I think we need to be 100% conscious of our values and that that is impossible for us as individuals, but not as self-organizing groups. I especially like being conscious of my values in the moments they expand and evolve. That’s when they’re most interesting. In my self-organizing groups, I have open access to all the skills, abilities, perceptions, connections, and values that each group member has plus more that the group as a whole has that we get to practice and learn together. I see my self-organizing group’s values as my values too, even though some group member’s values are very different from my own. For me personally, the only deal-breaker value to group membership with me is openness to learning from diverse others. I see this as a common-thread value across 35+ self-organizing groups I’ve studied and been part of. If I don’t feel it in you from the beginning, or sense the potential in us to evolve together, you’re less likely to become one of my self-organizing group members (unless another group member sees it in you and invites you in).

6.  How do you move from self-reflection to decision making?

I’m relatively new to consciously thinking about this, which is why this answer is so long right now. Today I bounce from my individual self across three other states of “self” to make decisions. I see my “self” as:

  1. Individual self
  2. Self-organizing group self
  3. Self-organizing community self
  4. Self-organizing planet self

My own shorthand for these states of self-awareness are fish, school (of fish), river, and ocean. My school and river selves are wicked good at decision making, so that’s where all my decision making happens now. My ocean self has no need to make decisions, so when I go with that self, I decide there is no decision that needs to be made. I basically use these different levels of self-awareness to experience decisions from different perspectives:

  • What is my individual self telling me? Fear, anger, and doubt are some of the tools of my individual self.
  • What are my self-organizing groups telling me? What would Doug, Neil, Diane, Daniel, Cathy, Jeffrey, Erik, Jen, Cassie, Ali, Bas, Kare, Bob, Jim, Linda, etc. do or say? What do we do as a group when we’re together?
  • What is my self-org community and planet telling me?
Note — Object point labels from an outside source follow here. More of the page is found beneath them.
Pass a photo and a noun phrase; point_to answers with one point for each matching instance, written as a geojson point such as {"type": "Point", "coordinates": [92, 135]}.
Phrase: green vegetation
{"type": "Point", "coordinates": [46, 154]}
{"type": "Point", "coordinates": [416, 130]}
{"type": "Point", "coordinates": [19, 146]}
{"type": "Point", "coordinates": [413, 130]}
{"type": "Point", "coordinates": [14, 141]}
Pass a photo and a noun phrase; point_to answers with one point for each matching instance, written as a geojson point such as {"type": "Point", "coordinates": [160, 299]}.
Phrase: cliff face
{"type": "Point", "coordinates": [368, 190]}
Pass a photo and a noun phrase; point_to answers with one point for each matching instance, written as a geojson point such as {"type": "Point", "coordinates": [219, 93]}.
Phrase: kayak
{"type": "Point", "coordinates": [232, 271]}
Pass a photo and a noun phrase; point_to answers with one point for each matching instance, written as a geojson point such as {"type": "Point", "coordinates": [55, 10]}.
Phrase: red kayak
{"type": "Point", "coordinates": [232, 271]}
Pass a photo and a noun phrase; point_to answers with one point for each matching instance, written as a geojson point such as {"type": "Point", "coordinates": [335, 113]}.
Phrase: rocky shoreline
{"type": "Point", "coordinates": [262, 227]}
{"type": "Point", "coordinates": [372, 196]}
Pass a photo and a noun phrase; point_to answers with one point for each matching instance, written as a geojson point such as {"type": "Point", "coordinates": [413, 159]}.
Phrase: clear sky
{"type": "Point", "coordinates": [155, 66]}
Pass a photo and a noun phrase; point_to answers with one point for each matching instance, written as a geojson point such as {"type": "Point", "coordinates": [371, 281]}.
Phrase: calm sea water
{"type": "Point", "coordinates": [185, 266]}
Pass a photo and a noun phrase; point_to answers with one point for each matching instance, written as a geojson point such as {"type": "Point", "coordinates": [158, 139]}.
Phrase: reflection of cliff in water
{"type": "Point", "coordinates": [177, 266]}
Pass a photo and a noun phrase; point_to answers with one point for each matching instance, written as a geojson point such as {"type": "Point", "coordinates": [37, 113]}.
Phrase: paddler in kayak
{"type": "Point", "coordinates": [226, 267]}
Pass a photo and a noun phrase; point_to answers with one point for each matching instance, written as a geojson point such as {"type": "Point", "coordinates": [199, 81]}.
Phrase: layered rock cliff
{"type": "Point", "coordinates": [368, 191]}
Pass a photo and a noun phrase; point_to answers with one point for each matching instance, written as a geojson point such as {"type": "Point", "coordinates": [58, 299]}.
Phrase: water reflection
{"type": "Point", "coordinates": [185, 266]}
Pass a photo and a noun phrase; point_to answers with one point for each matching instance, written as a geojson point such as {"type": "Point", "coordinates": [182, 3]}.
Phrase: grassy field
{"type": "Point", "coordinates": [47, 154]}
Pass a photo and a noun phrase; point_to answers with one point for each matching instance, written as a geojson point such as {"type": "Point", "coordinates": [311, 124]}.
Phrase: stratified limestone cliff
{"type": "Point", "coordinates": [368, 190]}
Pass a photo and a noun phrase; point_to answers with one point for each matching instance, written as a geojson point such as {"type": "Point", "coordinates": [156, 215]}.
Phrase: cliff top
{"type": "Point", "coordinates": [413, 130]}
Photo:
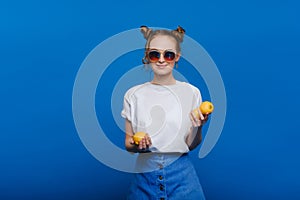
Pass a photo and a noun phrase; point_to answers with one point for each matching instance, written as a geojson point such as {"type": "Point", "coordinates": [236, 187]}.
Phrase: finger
{"type": "Point", "coordinates": [200, 114]}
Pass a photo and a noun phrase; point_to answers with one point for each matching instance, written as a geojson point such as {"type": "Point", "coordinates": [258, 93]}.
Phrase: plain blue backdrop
{"type": "Point", "coordinates": [255, 45]}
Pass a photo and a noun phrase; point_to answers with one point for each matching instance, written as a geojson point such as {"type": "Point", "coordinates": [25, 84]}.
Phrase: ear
{"type": "Point", "coordinates": [179, 33]}
{"type": "Point", "coordinates": [146, 31]}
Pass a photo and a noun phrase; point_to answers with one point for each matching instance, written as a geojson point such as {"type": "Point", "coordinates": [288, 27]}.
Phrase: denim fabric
{"type": "Point", "coordinates": [174, 178]}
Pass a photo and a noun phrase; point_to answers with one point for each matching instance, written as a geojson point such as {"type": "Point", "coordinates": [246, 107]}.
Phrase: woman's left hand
{"type": "Point", "coordinates": [200, 120]}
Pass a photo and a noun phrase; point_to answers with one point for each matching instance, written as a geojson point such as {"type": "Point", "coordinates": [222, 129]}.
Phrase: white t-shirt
{"type": "Point", "coordinates": [163, 112]}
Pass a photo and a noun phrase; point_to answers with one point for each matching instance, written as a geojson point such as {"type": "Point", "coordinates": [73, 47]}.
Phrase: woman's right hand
{"type": "Point", "coordinates": [144, 143]}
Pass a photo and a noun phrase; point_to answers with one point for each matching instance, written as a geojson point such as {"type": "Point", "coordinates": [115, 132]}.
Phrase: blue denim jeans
{"type": "Point", "coordinates": [167, 176]}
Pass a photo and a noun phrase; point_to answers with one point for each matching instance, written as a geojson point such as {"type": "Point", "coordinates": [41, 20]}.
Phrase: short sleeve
{"type": "Point", "coordinates": [197, 98]}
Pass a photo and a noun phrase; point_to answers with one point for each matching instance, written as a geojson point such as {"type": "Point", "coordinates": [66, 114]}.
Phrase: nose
{"type": "Point", "coordinates": [161, 58]}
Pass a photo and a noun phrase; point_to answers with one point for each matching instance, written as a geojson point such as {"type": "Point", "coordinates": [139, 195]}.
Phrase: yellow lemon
{"type": "Point", "coordinates": [138, 136]}
{"type": "Point", "coordinates": [206, 107]}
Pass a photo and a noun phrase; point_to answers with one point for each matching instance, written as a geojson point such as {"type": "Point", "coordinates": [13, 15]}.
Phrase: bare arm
{"type": "Point", "coordinates": [194, 137]}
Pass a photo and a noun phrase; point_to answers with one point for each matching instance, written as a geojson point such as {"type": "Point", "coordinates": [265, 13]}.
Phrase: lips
{"type": "Point", "coordinates": [161, 66]}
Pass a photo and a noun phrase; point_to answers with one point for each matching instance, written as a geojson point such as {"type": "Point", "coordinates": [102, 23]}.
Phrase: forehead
{"type": "Point", "coordinates": [163, 42]}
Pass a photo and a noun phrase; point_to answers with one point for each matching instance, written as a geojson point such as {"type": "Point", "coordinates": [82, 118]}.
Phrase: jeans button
{"type": "Point", "coordinates": [161, 187]}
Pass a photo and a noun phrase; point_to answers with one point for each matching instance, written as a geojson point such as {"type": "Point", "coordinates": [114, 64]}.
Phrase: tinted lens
{"type": "Point", "coordinates": [154, 56]}
{"type": "Point", "coordinates": [169, 56]}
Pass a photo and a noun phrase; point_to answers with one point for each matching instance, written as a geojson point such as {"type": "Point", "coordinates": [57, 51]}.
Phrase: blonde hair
{"type": "Point", "coordinates": [150, 34]}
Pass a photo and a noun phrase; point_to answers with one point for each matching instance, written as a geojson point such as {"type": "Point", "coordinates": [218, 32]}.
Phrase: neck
{"type": "Point", "coordinates": [163, 80]}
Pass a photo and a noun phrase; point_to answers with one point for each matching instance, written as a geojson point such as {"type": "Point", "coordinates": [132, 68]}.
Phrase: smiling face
{"type": "Point", "coordinates": [162, 43]}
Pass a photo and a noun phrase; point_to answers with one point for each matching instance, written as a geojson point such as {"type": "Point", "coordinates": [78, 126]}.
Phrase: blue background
{"type": "Point", "coordinates": [255, 45]}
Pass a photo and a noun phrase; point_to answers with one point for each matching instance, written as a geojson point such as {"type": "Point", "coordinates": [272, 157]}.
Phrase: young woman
{"type": "Point", "coordinates": [163, 109]}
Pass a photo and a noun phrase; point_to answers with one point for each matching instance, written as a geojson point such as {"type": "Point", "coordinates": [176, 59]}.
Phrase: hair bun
{"type": "Point", "coordinates": [179, 33]}
{"type": "Point", "coordinates": [146, 31]}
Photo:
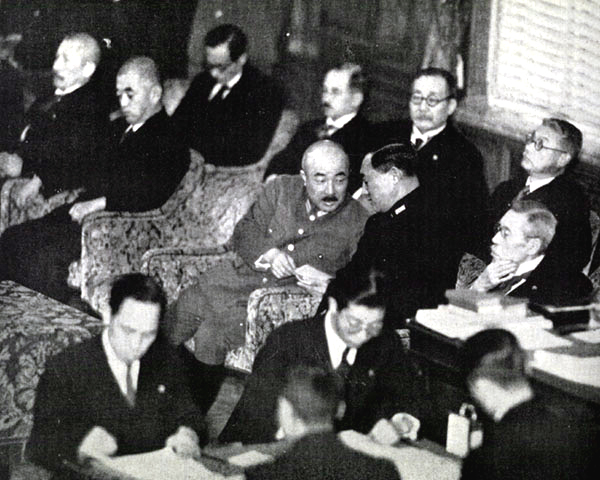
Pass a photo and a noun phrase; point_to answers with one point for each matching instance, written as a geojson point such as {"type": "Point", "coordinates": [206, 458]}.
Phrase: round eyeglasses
{"type": "Point", "coordinates": [538, 143]}
{"type": "Point", "coordinates": [431, 101]}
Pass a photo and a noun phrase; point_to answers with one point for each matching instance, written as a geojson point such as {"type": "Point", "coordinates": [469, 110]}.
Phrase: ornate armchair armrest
{"type": "Point", "coordinates": [114, 242]}
{"type": "Point", "coordinates": [269, 308]}
{"type": "Point", "coordinates": [178, 268]}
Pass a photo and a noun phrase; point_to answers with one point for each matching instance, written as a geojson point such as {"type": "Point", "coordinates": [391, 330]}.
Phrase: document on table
{"type": "Point", "coordinates": [584, 370]}
{"type": "Point", "coordinates": [412, 463]}
{"type": "Point", "coordinates": [159, 465]}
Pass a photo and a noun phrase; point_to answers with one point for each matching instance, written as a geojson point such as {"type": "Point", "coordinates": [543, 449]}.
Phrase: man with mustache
{"type": "Point", "coordinates": [343, 94]}
{"type": "Point", "coordinates": [64, 132]}
{"type": "Point", "coordinates": [297, 221]}
{"type": "Point", "coordinates": [550, 152]}
{"type": "Point", "coordinates": [520, 266]}
{"type": "Point", "coordinates": [448, 164]}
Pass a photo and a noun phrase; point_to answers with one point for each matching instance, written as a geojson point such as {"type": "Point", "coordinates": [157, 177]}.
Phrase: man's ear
{"type": "Point", "coordinates": [452, 104]}
{"type": "Point", "coordinates": [88, 69]}
{"type": "Point", "coordinates": [534, 246]}
{"type": "Point", "coordinates": [332, 305]}
{"type": "Point", "coordinates": [243, 58]}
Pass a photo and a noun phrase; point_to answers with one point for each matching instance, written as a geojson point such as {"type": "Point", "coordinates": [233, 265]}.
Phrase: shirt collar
{"type": "Point", "coordinates": [336, 345]}
{"type": "Point", "coordinates": [310, 209]}
{"type": "Point", "coordinates": [118, 367]}
{"type": "Point", "coordinates": [416, 133]}
{"type": "Point", "coordinates": [341, 121]}
{"type": "Point", "coordinates": [535, 183]}
{"type": "Point", "coordinates": [60, 92]}
{"type": "Point", "coordinates": [528, 265]}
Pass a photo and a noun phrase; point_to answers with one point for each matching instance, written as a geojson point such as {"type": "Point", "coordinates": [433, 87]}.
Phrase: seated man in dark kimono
{"type": "Point", "coordinates": [139, 173]}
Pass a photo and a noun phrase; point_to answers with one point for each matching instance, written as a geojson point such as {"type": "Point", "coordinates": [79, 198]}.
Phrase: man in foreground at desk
{"type": "Point", "coordinates": [405, 240]}
{"type": "Point", "coordinates": [520, 267]}
{"type": "Point", "coordinates": [526, 439]}
{"type": "Point", "coordinates": [347, 338]}
{"type": "Point", "coordinates": [121, 392]}
{"type": "Point", "coordinates": [306, 411]}
{"type": "Point", "coordinates": [300, 226]}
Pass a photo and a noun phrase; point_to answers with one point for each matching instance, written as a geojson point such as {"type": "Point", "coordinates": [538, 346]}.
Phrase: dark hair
{"type": "Point", "coordinates": [571, 137]}
{"type": "Point", "coordinates": [314, 393]}
{"type": "Point", "coordinates": [441, 73]}
{"type": "Point", "coordinates": [494, 354]}
{"type": "Point", "coordinates": [233, 35]}
{"type": "Point", "coordinates": [138, 287]}
{"type": "Point", "coordinates": [541, 223]}
{"type": "Point", "coordinates": [398, 155]}
{"type": "Point", "coordinates": [362, 289]}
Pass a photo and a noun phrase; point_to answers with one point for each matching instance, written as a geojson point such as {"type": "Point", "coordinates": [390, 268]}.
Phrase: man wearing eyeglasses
{"type": "Point", "coordinates": [549, 152]}
{"type": "Point", "coordinates": [519, 265]}
{"type": "Point", "coordinates": [347, 338]}
{"type": "Point", "coordinates": [231, 110]}
{"type": "Point", "coordinates": [448, 165]}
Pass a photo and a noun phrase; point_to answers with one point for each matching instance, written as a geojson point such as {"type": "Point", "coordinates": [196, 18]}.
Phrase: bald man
{"type": "Point", "coordinates": [63, 133]}
{"type": "Point", "coordinates": [297, 220]}
{"type": "Point", "coordinates": [140, 171]}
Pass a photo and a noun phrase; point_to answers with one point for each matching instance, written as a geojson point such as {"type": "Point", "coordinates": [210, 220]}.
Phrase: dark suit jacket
{"type": "Point", "coordinates": [146, 166]}
{"type": "Point", "coordinates": [412, 251]}
{"type": "Point", "coordinates": [451, 168]}
{"type": "Point", "coordinates": [322, 456]}
{"type": "Point", "coordinates": [78, 391]}
{"type": "Point", "coordinates": [571, 245]}
{"type": "Point", "coordinates": [354, 137]}
{"type": "Point", "coordinates": [380, 383]}
{"type": "Point", "coordinates": [531, 443]}
{"type": "Point", "coordinates": [236, 130]}
{"type": "Point", "coordinates": [66, 139]}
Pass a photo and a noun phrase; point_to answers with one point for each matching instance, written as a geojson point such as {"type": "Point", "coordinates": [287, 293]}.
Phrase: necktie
{"type": "Point", "coordinates": [344, 368]}
{"type": "Point", "coordinates": [523, 193]}
{"type": "Point", "coordinates": [130, 390]}
{"type": "Point", "coordinates": [418, 143]}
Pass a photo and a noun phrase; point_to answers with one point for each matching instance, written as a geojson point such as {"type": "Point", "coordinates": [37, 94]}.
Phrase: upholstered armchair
{"type": "Point", "coordinates": [11, 213]}
{"type": "Point", "coordinates": [200, 214]}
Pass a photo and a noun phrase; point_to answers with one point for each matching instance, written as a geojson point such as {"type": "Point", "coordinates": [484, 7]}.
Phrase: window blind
{"type": "Point", "coordinates": [544, 59]}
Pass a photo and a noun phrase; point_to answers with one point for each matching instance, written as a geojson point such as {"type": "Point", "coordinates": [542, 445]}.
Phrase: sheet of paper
{"type": "Point", "coordinates": [249, 459]}
{"type": "Point", "coordinates": [584, 370]}
{"type": "Point", "coordinates": [160, 465]}
{"type": "Point", "coordinates": [588, 336]}
{"type": "Point", "coordinates": [412, 463]}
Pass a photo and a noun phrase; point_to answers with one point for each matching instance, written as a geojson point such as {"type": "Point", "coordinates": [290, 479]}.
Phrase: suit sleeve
{"type": "Point", "coordinates": [250, 236]}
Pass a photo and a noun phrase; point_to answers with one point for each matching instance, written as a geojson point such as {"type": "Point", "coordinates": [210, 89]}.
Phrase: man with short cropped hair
{"type": "Point", "coordinates": [526, 438]}
{"type": "Point", "coordinates": [231, 110]}
{"type": "Point", "coordinates": [343, 94]}
{"type": "Point", "coordinates": [448, 165]}
{"type": "Point", "coordinates": [299, 227]}
{"type": "Point", "coordinates": [306, 411]}
{"type": "Point", "coordinates": [550, 152]}
{"type": "Point", "coordinates": [347, 338]}
{"type": "Point", "coordinates": [520, 266]}
{"type": "Point", "coordinates": [118, 393]}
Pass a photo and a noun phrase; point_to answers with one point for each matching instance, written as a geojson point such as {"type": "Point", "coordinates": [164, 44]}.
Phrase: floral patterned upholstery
{"type": "Point", "coordinates": [12, 214]}
{"type": "Point", "coordinates": [32, 328]}
{"type": "Point", "coordinates": [200, 214]}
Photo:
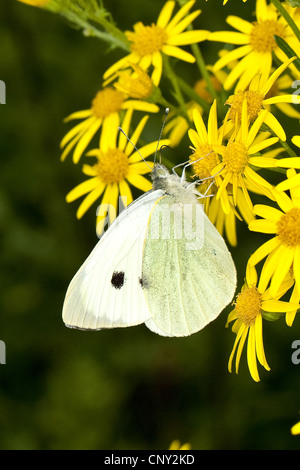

When it comes to decision making, the nice part about self-organizing groups is that I become close enough to these people that we often don’t need full conversations. Sometimes we get what we need from each other in just a look, or in something we do or say for each other without being asked, or simply by imagining what the group or other members would do or say.

Beyond that, my river self believes that self-organizing groups don’t “make” decisions in the traditional sense. We find decisions together the moments in which we become close enough as a group to see what we couldn’t see before as individuals. Within these groups, individuals become so close that together—as a collective self—they become able to let go of individual fear and anger to the point that they can find/see/experience the decision that existed all along, just waiting to be discovered by the collective. Time is devoted to getting closer as people. Decision finding actually happens in a split second—when group members can look around the room (including into a mirror) and love/value/respect every person there for who they are and what they bring. Bottom line: when every member of the group experiences “We are whole and we are happy right now.” the decisions take care of themselves.